At the same time there are limitations to what any government can deliver and hence, finding statistical correlations — either positive or negative — though an interesting exercise, can lead to erroneous readings.

In terms of policies, the government has done everything right. It has cleared projects that were stalled for the last few years. While the previous government did this too, macroeconomic conditions have to change significantly to drive projects full steam. Second, successful coal auctions are important as they solve two bottlenecks — issues relating to mining and power generation — in one stroke.

Third, labour laws in terms of administrative issues have been tackled through changes in regulation to ensure employees are not harassed.

Fourthly, the issue of land, though still far from being resolved, is at the stage of active debate where a reconciliation may be expected in time from the various constituents. Fifth, the passage of the bills for getting foreign direct investments (FDI) in railway infrastructure, defence equipment and enhanced levels in insurance was a major step in the last year. Finally, signing of the pact between the finance ministry and the Reserve Bank of India on the conduct of monetary policy means there will now be less controversy surrounding the motivations of interest rate policy.

The government’s ability to contribute to growth is through the Budget. The July FY15 Budget lacked any clear avenues of spending; it was more a case of putting the house in order. But the FY16 Budget shows more spirit in terms of making the expenditure more effective, with the focus on spending on projects. Given that the Finance Commission has provided for higher allocations to the states, this implies that the Centre has kept only some flagship programmes within its purview — like the NREGA — and passed on the social welfare programmes to the states. This makes sense as most of what happens at the ground level has to come from the states and further, from the urban local bodies and panchayats. The real test is whether the government would be able to adhere to its capital expenditure targets. Quite significantly, the fiscal deficit for the next year is pegged at a pragmatic 3.9 per cent of the GDP, which means there is scope for some stimulus in these numbers.

Caution, however, has to be exercised on two fronts before showering praises. First, the concept of Make in India is a broad theme the government is working with. While there have been debates on what this initiative means, the fact is that this theme or slogan is a broadsheet for attaining goals across sectors. The steps the government has taken to ensure ease of doing business and enable reforms should help realise this dream. But there are no specific allocations in terms of money, incentives or reforms to make this broadsheet happen and hence, the two cannot be linked. The response has to come from the private sector.

Second, in terms of economic numbers serendipity has contributed to better performance.

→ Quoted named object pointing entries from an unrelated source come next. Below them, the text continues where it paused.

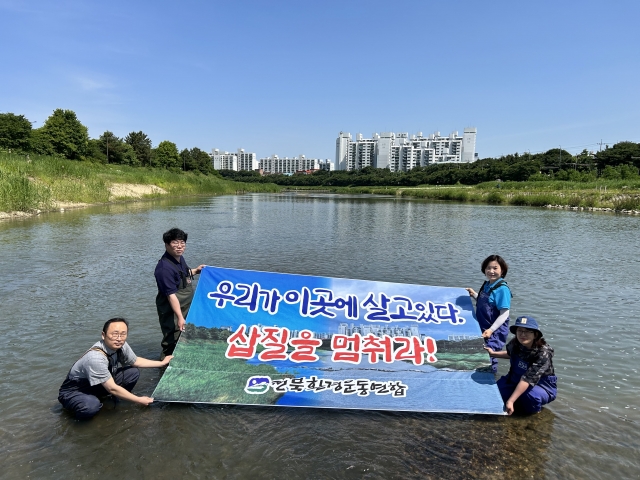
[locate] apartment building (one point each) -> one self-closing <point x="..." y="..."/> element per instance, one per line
<point x="288" y="166"/>
<point x="401" y="152"/>
<point x="239" y="160"/>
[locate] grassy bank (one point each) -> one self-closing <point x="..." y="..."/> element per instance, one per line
<point x="605" y="194"/>
<point x="39" y="182"/>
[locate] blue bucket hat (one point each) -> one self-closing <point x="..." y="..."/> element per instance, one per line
<point x="526" y="322"/>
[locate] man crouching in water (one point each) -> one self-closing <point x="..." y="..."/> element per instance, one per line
<point x="107" y="368"/>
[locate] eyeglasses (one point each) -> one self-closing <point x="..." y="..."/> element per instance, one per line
<point x="524" y="331"/>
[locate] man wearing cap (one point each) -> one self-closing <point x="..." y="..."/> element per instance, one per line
<point x="109" y="367"/>
<point x="175" y="288"/>
<point x="531" y="381"/>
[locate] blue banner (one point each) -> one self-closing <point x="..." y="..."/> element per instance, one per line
<point x="261" y="338"/>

The revision of the GDP methodology has not found any takers, causing some embarrassment for the government, when we argue now that the economy is better off, and was so, even in FY14, even though that was probably one of the lowest points in our contemporary economic history.  Inflation has cooled down not because of higher interest rates or productivity but a chance crash in global oil prices and a high base effect for agricultural commodities that now manifest in lower prices. Lower prices of onions and tomatoes —high prices of which, in the past, were the culprits for high inflation — cannot be credited to any authority.

Similarly, a stronger current account deficit is the result of a drop in oil prices leading to a fall in imports. But the fact that exports have also declined means this is more of a statistical phenomenon rather than economies in use of imports, and a definite push or enhanced demand for exports. Higher forex reserves are due to excessive liquidity in the market due to quantitative easing programmes all over, which have helped emerging markets, including India.

Speaking dispassionately, the government has done very well on what may be practically expected from it. Maintaining focus on incomplete themes that require legislative acquiescence, reinforcing an efficient bureaucracy and spending appropriately on capital projects will, more realistically, embellish the performance parameters in FY16.